He went back to bed.

"I wonder," he said to himself, as he settled down under the clothes
again, "if they ever wrap up anything _but_ bottles in those straw
things? He can't have taken to drink! Atkins, of course, daren't supply
him with any more, so he must be--But surely he doesn't find it as
necessary as all that! Perhaps it's only cussedness. Let's hope so! Poor
old Link! In the morning I'll--"

Here Pip joined the well-modulated _concerto_.

       *       *       *       *       *

Pip's sleepy surmises had been more or less correct. It _was_ a bottle,
but Linklater had not taken to drink.

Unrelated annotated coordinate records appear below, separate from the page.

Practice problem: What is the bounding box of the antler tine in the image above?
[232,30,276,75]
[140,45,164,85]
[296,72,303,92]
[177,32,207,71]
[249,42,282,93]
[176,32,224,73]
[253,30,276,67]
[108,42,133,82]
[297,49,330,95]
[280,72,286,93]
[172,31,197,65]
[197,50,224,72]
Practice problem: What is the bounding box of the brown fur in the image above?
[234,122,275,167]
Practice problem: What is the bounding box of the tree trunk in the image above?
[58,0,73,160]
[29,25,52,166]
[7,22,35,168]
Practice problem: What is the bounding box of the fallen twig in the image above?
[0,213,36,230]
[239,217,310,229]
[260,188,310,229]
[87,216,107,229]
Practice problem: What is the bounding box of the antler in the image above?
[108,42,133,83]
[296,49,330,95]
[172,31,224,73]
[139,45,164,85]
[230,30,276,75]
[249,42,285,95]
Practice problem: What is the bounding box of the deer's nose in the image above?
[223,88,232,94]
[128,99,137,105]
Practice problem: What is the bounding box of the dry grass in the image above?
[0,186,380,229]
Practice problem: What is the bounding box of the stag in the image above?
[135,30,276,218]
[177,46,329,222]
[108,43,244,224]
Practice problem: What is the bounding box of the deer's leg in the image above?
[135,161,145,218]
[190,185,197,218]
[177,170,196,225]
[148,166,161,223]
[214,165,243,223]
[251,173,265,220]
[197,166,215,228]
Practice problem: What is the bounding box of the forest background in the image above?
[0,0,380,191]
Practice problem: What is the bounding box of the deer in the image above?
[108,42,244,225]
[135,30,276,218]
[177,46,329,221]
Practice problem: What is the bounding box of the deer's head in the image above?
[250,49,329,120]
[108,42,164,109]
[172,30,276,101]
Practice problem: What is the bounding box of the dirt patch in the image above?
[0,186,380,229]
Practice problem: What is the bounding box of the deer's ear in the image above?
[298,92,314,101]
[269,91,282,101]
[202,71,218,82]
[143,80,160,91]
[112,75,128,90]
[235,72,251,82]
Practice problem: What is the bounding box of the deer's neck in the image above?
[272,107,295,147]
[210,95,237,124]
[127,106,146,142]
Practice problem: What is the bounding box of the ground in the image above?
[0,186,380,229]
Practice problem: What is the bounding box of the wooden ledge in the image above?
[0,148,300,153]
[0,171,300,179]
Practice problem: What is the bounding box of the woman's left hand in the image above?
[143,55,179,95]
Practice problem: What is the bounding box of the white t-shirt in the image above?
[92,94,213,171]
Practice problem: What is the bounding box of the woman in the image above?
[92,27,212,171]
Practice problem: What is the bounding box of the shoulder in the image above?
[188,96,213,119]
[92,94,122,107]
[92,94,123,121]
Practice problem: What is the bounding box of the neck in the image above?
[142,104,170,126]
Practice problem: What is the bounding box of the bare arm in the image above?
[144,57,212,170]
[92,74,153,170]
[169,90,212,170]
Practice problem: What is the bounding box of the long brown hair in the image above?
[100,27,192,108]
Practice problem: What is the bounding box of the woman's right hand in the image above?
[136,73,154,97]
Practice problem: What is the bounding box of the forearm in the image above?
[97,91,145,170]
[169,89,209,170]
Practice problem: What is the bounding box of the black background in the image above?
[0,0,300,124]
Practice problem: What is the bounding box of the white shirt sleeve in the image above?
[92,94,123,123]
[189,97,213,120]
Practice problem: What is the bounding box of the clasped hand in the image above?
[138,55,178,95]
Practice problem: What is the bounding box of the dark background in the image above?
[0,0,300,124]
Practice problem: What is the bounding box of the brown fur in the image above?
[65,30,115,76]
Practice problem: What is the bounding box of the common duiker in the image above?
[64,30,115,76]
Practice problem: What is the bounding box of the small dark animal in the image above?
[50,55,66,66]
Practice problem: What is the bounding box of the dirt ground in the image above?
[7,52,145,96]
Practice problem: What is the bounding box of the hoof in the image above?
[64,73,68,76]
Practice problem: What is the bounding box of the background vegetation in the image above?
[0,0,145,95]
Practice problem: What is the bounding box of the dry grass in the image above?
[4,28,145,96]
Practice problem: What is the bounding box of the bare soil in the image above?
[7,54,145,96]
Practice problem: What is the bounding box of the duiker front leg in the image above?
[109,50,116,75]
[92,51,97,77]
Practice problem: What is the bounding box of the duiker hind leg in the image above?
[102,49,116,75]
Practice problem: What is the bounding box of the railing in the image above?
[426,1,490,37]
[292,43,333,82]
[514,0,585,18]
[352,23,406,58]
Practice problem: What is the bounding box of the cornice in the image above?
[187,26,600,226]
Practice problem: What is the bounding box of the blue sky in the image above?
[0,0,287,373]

It was, as Pip opined, chiefly
"cussedness." Pip, argued Linklater, had suddenly turned religious, and
by a most unwarrantable parade of muscular Christianity had compelled
him, Linklater, the idol of the school, to eat humble pie and then
efface himself. But not even Pip should stop his fun. He would show his
independence!

Hence the bottle of highly inferior whiskey, obtained at an appalling
cost from an individual known to the boys as the One-Eyed Tout, who
resided in the adjacent village, and whose visits to the school (events
which the vigilance of the authorities rendered infrequent and furtive)
were invariably for some nefarious purpose. It is true that Linklater
did not like whiskey, though plenty of hot water and sugar enabled him
to swallow it with a fair show of enjoyment. But it was forbidden fruit.
Few of us, from Eve downwards, have ever been able to withstand that
temptation, and, as his dormitory parties had been perforce
discontinued, Linklater conceived the happy notion of giving a "small
and early" in his own study. And on these hospitable thoughts intent he
invited Kelly and Hicks to "look in" directly after prayers if they
wanted "a little something, hot."

Kelly and Hicks both nodded knowingly, and accepted the invitation with
much pleasure. Their sentiments were perfectly genuine. In the first
place, it is gratifying for ordinary house-bullies to be noticed by a
celebrity in the Eleven; and in the second, it is comforting to feel
that in the event of a collision with the powers that be, the entire
responsibility will fall upon the exalted shoulders of your host.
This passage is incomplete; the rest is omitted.